REM Sleep Behavior Disorder in Patients With Guadeloupean Parkinsonism, a Tauopathy

Abstract

To describe sleep characteristics and rapid eye movement (REM) sleep behavior disorder in patients with Guadeloupean atypical parkinsonism (Gd-PSP), a tauopathy resembling progressive supranuclear palsy that mainly affects the midbrain. It is possibly caused by the ingestion of sour sop (corossol), a tropical fruit containing acetogenins, which are mitochondrial poisons. Sleep interview, motor and cognitive tests, and overnight videopolysomnography. Thirty-six age-, sex-, disease-duration- and disability-matched patients with Gd-PSP (n = 9), progressive supranuclear palsy (a tauopathy, n = 9), Parkinson disease (a synucleinopathy, n = 9) and controls (n = 9).

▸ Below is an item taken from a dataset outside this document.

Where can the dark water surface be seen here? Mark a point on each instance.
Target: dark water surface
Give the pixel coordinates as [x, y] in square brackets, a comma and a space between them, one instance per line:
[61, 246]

Tertiary-care academic hospital. REM sleep behavior disorder was found in 78% patients with Gd-PSP (43% of patients reported having this disorder several years before the onset of parkinsonism), 44% of patients with idiopathic Parkinson disease, 33% of patients with progressive supranuclear palsy, and no controls. The percentage of muscle activity during REM sleep was greater in patients with Gd-PSP than in controls (limb muscle activity, 8.3%+/-8.7% vs 0.1%+/- 0.2%; chin muscle activity, 24.3%+/- 23.7% vs 0.7%+/-2.0%) but similar to that of other patient groups. The latency and percentage of REM sleep were similar in patients with Gd-PSP, patients with Parkinson disease, and controls, whereas patients with progressive supranuclear palsy had delayed and shortened REM sleep. Although Gd-PSP is a tauopathy, most patients experience REM sleep behavior disorder. This suggests that the location of neuronal loss or dysfunction in the midbrain, rather than the protein comprising the histologic lesions (synuclein versus tau aggregation), is responsible for suppressing muscle atonia during REM sleep. Subjects with idiopathic REM sleep behavior disorder should avoid eating sour sop.